Аттракционы (Славоросов) - страница 19

    Святой передвигался по двору бесшумно, как вор. Большая темнота обступила его. Она казалась каким-то безликим внимательным существом. Пыль под ногами была мягкой и теплой, нежно забивалась между пальцами. Ноги находили дорогу. Ночь скрывала лицо, В дальнем углу двора возле пустого загона для скота святой остановился, и воцарившаяся тишина мгновенно налилась его присутствием, сделалась насыщенной, как сигнал. В соломе завозился спросонок и грузно сел ученик, высветив темноту бледным пятном своего одутловатого растерянного лица и грязноватым полотном белой рубахи. Он часто моргал со сна припухшими веками, слепо и ищуще вытянув лицо к святому. Сквозь опрокинутое беспамятство в нем трафаретным рисунком прочертилось выражение преданности и готовности, хотя он еще ничего не видел и не слышал, точно новорожденный — только присутствие хозяина. Но и это уже переполняло его. "Завтра," — сказал святой, не дожидаясь, пока ученик придет в себя. Тот кивнул несколько раз кряду, даже костяные бусы на его шее издали сухой, но журчащий звук. Святой, чуть прищурясь, посмотрел на него, рассеянно и пристально одновременно. Ученик был толст, курчавые волосы и торчащая в разные стороны борода придавали ему вид неумытого восточного лукавства. Он взглянул на святого снизу. У него были умные глаза. "Приправу," — сухо сказал святой, отворачиваясь. Ученик то ли присвистнул, то ли просто сипло коротко вздохнул. Где-то совсем рядом зашуршали соломой невидимые мыши. Ученик сделал странное неуверенное движение рукой, будто у него чесалась спина или захотелось выхватить что-то из воздуха, потом вновь осторожно поднял глаза. Святого не было.

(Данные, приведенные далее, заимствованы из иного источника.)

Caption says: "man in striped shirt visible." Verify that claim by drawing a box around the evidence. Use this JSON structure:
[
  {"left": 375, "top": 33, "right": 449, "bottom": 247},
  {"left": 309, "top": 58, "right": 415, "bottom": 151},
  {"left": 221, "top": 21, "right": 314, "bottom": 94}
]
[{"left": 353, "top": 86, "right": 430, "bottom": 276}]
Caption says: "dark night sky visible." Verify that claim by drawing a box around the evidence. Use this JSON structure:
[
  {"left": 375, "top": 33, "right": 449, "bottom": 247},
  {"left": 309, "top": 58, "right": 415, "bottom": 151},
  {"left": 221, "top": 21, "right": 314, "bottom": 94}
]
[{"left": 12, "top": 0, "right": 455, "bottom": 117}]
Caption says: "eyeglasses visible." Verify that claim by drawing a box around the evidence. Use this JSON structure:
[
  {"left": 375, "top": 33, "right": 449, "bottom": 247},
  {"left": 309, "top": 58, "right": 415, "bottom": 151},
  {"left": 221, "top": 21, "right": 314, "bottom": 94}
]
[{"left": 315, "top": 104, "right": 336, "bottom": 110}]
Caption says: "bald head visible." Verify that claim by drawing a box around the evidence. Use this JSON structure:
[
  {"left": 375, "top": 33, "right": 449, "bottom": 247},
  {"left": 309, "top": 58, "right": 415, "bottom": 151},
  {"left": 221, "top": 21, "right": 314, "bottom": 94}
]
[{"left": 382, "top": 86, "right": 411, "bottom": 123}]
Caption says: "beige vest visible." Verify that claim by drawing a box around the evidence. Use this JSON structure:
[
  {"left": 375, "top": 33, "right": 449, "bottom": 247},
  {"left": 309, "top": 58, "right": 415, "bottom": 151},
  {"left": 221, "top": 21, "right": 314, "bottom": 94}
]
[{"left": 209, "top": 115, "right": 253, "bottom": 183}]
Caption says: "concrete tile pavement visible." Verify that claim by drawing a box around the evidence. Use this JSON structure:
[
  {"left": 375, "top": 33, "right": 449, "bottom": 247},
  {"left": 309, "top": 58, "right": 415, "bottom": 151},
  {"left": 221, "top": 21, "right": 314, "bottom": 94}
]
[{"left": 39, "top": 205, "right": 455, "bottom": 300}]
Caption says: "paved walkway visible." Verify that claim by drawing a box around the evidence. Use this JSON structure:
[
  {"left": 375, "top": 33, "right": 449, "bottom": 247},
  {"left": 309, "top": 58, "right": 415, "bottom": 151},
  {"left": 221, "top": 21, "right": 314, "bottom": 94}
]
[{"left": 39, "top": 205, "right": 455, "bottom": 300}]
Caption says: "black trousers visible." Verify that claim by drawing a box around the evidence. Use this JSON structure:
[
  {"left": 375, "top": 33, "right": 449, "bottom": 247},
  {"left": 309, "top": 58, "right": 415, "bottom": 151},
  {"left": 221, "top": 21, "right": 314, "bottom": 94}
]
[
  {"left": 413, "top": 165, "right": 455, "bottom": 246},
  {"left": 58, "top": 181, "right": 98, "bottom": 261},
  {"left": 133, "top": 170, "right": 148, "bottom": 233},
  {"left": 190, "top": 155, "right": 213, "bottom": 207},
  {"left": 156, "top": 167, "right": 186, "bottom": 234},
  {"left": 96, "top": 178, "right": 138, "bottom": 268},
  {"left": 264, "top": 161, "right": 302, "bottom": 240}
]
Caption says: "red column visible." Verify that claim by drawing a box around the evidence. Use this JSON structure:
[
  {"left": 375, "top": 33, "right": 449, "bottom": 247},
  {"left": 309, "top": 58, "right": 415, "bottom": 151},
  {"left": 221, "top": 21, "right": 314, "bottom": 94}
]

    Утро было холодным и трезвым, как прикосновение хирургического инструмента. Войлочное, негреющее пока солнце зависло над цепочкой дымчатых гор перед крутым восхождением в высокий пустой зенит. Сумерки еще клубились по углам, в клетях, в кустарнике и низкой траве долины, точно всасываемые куда-то в поры земли, но пространство уже распахнулось для зрения и слуха, обнаженное и настороженное. Святой стоял у дувала, при свете утра неприметный, с невзрачным, бледным от бессонницы лицом и покрасневшими глазами, в черных рабочих штанах и не защищающем от рассветного стеклистого ветерка легком сером пиджаке поверх полотняной рубахи. Звуки стали резче и внятней, но утратили ночную гулкость, двусмысленный отзвук, будто сделались плоскими, потеряли объем тени и эха. Из селения уже доносился ясный металлический звон и жестяной перезвяк, животные приглушенно вскрикивали и топтали сухую землю; потянуло чадким ползучим запахом пригоревшего масла — пекли лепешки. Во двор со стороны дороги бистро вошел ученик, с видом озабоченным и смущенным. Он подошел прямо к святому и, не поднимая на него глаз, протянул тугой тряпичный сверток. Подрагивание опущенных век выдавало скрываемое возбуждение, казалось, ученик сдерживается, чтобы не облизнуться. Принимая сверток, святой улыбнулся неожиданно мягко, так больной, порой, улыбается здоровому гостю, чувствуя его неловкость и стыд за свое неуместное здоровье. Ученик кивнул, так же пряча глаза, но, уже поворачиваясь, не выдержал, кинул на святого короткий, нежный, благодарный и какой-то жадный взгляд. Но тут же пошел прочь, даже в сутулой спине его выразилось внутреннее напряжение, от которого он казался ниже и толще. Он торопливо скрылся за углом дома, никем не увиденный, прячущийся. Святой смотрел прямо на солнце.